Galahs have a fascination for me. I think that later on, if I am offered the choice, I want to come back as one. I like their carefree insolence towards conformity and the blitheness of spirit that characterises them. Mind you, I don’t want to be reincarnated and then incarcerated in a wire cage for 40 years. Every time I see a parrot so confined, I am tempted to open the door and offer the chance of freedom.

The best way to meet galahs is at dusk, alongside the overhead telephone or electricity wires. It’s one of the things that I think is a quintessentially Australian feature of rural towns, the masses of galahs on the wires at sunset and the accompanying cacophony such gatherings produce.Galahs are not easily told apart by sex. You need to look closely at their eyes, maybe even into their eyes, and you will pick the female by her eye colour. It’s darker than the male’s. If that’s not correct, then it’s the other way round.

I expect male galahs have got additional things that they look for. If you should get that close to a galah, it will also inspect you closely in return. They have a special way of looking at humans. They tilt their heads to one side and give you a quizzical appraisal as if to say, ‘What sort of a galah are you with no feathers?’ Be careful not to allow a galah the opportunity to inspect your fingers, as they are possessed of a very efficient beak that can do real damage.
Galahs have one redeeming social feature that could benefit our complex sociological scheme of affairs.
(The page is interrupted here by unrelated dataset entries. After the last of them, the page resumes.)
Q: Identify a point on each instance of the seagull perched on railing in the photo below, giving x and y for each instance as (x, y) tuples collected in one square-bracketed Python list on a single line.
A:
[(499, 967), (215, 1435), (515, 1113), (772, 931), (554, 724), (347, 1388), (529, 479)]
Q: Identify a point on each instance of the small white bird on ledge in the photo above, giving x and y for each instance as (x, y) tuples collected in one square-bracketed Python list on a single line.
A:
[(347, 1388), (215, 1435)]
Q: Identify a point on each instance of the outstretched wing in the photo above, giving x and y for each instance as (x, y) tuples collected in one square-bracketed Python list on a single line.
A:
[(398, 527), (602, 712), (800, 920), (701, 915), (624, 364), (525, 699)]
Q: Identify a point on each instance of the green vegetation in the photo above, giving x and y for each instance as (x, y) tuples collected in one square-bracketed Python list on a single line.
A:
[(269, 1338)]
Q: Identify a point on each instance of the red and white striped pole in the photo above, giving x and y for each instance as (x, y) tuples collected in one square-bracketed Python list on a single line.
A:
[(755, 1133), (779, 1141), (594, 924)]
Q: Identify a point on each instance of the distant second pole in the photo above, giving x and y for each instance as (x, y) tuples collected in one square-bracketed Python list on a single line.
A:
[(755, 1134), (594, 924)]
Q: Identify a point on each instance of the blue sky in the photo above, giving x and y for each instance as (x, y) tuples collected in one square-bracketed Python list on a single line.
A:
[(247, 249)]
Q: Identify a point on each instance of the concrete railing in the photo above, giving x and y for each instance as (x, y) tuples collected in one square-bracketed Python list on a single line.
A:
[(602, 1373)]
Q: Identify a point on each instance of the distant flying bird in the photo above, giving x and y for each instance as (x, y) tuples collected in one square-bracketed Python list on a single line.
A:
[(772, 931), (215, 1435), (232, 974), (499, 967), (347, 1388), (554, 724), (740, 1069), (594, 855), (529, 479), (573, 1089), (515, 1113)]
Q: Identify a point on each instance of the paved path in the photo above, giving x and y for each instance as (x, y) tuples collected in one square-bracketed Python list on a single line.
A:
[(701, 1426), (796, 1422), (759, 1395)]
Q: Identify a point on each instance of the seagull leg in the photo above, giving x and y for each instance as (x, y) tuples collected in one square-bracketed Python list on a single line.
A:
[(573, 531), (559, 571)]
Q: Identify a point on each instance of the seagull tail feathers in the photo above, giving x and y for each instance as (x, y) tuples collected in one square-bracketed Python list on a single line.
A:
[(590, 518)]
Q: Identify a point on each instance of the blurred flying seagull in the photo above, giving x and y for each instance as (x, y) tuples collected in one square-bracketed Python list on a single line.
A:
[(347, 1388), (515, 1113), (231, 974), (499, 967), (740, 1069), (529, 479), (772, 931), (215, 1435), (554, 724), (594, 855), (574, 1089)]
Galahs are monogamous, that is, they mate for life. No extramarital affairs, no infidelity, no lies, no deceptions, the one partner until death does them part.

Have you ever seen anything sadder than the roadside vigil by the surviving mate of a galah killed in hit and drive-on incident? Sometimes, mercifully, they die together.

Sometimes the survivor dies in another small cloud of pink fluff when the next car passes. United till death, loyal to the last, the twin corpses always make me think of my first and last wife, faithfully waiting by the wayside of life for the next vehicle to end her misery.
In the wild state, galahs can live for over 20 years and in captivity, for more than 40. I wonder if the extra 20 years are really worth it, if spent in a wire cage hanging from the verandah post of some country pub. I suppose it could re-enforce the monogamy thing, being confined with a mate.

Although not the best performers in their sub-class, galahs can learn to talk, or at least do a fair mimic of the human voice. I once knew a galah that could say, ‘Yerasillyolebugger’ and ‘Bychristitsbloodyhot’. Generally speaking, their enunciation is lacking and their vocabulary limited. However, I understand that galahs raised in close proximity to public bars can say a range of other things that I’d rather not disclose here.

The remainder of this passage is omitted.